Le 31 janvier dernier, lors d’une séance du Conseil municipal, le maire avait durci le ton pour faire avancer ce dossier une bonne fois pour toutes. « Les militaires doivent bénéficier de conditions décentes de travail pour mener à bien leurs missions ; l’accueil du public, et notamment les victimes des dépôts de plainte, doit être amélioré afin de privilégier la confidentialité des informations ; la sécurité des citoyens dans leur vie quotidienne ainsi que la tranquillité publique sont des priorités, avait-il déclaré. Il est inadmissible que, depuis 1990, le projet de construction de la gendarmerie nationale n’ait pu aboutir. » Un avis partagé par l’opposition.

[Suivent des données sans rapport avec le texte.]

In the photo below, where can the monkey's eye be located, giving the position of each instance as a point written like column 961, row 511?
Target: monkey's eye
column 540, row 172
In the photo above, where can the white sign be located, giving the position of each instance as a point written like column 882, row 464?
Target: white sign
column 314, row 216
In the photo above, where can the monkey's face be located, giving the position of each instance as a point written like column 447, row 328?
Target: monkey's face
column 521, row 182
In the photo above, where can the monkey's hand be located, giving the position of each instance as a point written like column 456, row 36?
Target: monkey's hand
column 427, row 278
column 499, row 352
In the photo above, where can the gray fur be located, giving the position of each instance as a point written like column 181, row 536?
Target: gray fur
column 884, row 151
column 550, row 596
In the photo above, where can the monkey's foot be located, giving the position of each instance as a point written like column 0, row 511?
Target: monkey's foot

A l’unanimité, les élus chaunois s’étaient d’ailleurs prononcés pour une privatisation des futurs locaux (lire encadré) avec un coût de construction estimé à un peu moins de 2 millions d’euros. Leur position a donc été entendue et même suivie.

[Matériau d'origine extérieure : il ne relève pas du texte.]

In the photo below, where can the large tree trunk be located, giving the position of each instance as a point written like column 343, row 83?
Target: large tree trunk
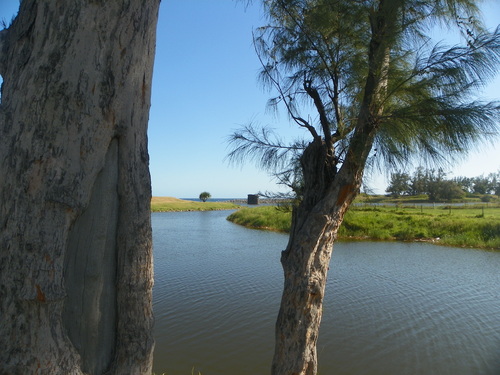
column 307, row 257
column 75, row 234
column 328, row 194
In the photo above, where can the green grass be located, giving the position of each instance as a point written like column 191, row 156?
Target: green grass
column 167, row 204
column 464, row 226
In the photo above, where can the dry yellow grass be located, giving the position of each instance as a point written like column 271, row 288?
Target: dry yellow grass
column 160, row 200
column 164, row 204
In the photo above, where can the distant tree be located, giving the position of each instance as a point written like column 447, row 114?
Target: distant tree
column 205, row 196
column 482, row 185
column 372, row 80
column 446, row 190
column 465, row 183
column 399, row 184
column 419, row 182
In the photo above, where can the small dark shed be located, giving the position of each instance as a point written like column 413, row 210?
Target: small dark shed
column 253, row 199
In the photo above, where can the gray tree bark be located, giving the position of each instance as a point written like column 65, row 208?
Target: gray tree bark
column 75, row 236
column 328, row 193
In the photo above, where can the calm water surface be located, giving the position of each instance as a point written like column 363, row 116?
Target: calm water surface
column 390, row 308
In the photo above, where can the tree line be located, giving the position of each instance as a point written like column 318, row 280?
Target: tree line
column 438, row 187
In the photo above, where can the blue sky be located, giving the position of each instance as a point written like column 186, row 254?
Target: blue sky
column 205, row 86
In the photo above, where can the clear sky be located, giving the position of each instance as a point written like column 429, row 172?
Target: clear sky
column 205, row 86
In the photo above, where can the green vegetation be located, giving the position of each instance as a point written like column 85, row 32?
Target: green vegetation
column 475, row 226
column 205, row 196
column 166, row 204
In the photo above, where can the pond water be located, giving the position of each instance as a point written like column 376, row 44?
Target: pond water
column 390, row 308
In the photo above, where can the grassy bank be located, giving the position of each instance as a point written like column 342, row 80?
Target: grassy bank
column 463, row 226
column 166, row 204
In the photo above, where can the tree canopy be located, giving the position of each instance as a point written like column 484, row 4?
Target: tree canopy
column 317, row 57
column 366, row 81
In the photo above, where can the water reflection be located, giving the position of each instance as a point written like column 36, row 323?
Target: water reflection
column 390, row 308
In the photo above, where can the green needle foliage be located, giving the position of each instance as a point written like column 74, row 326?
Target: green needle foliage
column 316, row 56
column 367, row 83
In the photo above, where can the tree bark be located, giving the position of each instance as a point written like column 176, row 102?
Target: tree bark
column 327, row 195
column 75, row 235
column 306, row 260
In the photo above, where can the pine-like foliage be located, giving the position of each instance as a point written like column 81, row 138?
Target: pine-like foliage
column 316, row 55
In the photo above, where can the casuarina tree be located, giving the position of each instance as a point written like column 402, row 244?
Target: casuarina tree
column 75, row 234
column 366, row 82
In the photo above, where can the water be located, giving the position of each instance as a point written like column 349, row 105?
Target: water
column 390, row 308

Reste maintenant à connaître la date de début des travaux et, surtout, la date de livraison du bâtiment de 650 m2, en espérant que ce soit dans les plus brefs délais. Car même si tout vient à point à qui sait attendre, la patience (des élus et des Chaunois) a aussi ses limites.
 

 

La solution du promoteur privé
La proposition de la Ville était simple : faire réaliser la construction de la nouvelle gendarmerie par un opérateur privé « sur la base d’un bail emphytéotique (de longue durée) administratif, avec une convention de mise à disposition. » Le principe consiste à laisser l’opérateur privé s’occuper de tout (montage, financement, maintenance) ; en contrepartie, la commune va signer « un bail de sous-location avec l’Etat au profit de la gendarmerie avec paiement d’un loyer dont le montant est fixé par France domaine. »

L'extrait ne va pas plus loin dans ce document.